After following a dizzying route through back streets, the truck pulled over, and the taxi stopped behind. The driver declined payment, explaining it had all been taken care of.
Genma stood in the front yard and took a deep breath. “The air is cleaner here,” he said, surveying the homes on the street. “It’s so much quieter here, too. No more trains shaking the house.”
Akane looked around. “This street looks familiar, but I can’t quite place it. It’s nice.”
The truck driver produced the keys and opened the front door.
“Oh, it’s marvelous!” Nodoka proclaimed.
Genma nodded. “I think it will do.”
“This is the first time you’ve seen it?” Akane asked incredulously.

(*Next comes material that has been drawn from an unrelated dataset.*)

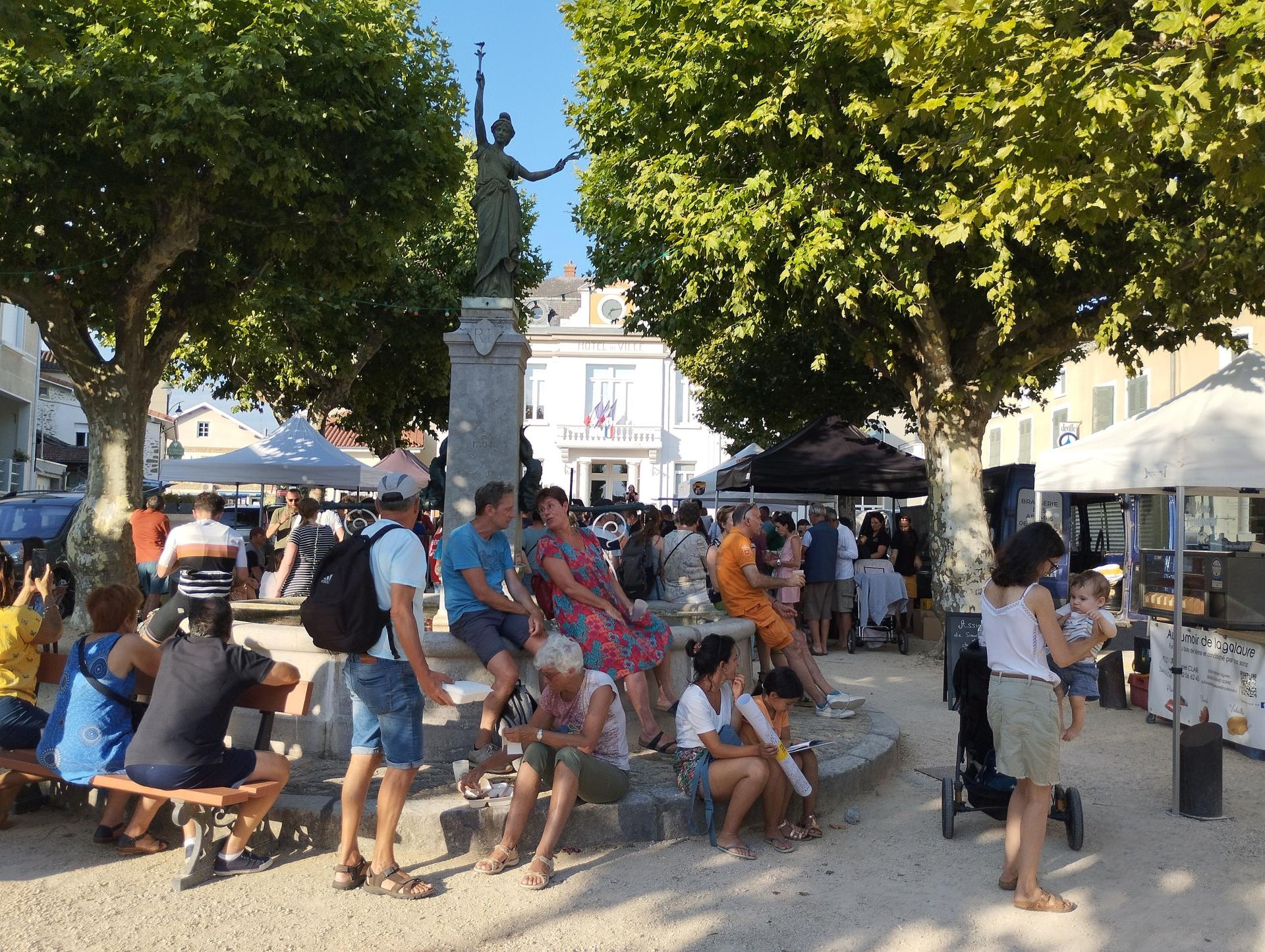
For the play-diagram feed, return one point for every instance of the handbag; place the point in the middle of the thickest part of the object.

“It was a very good deal on the rent,” Genma replied.
Nodoka and Genma went to explore the kitchen, while Ranma and Akane took the stairs to the second floor.
Akane looked in the front room. “Wow, this is really nice. I’m really very happy for you.”
Ranma slid the door to the back room. “I suppose.”
“Ranma, what’s wrong?”
“I guess I’d been thinking that it would turn out... different.”
Akane nodded. “Yeah, me too, but this way we get to go to the same school, and your mother will have you at home.” She crossed the room and slid open a glass door that led onto a tiny porch.
“It’s just that I wish...” Ranma poked his fingertips together nervously. “Well, I was kind of looking forward to walking to school together.”
Akane stepped out, and then a moment later she reached in and yanked Ranma out onto the porch. She grinned and pointed over the back wall at the house across the street. The house with a doujo. “Ranma, your wish just came true.”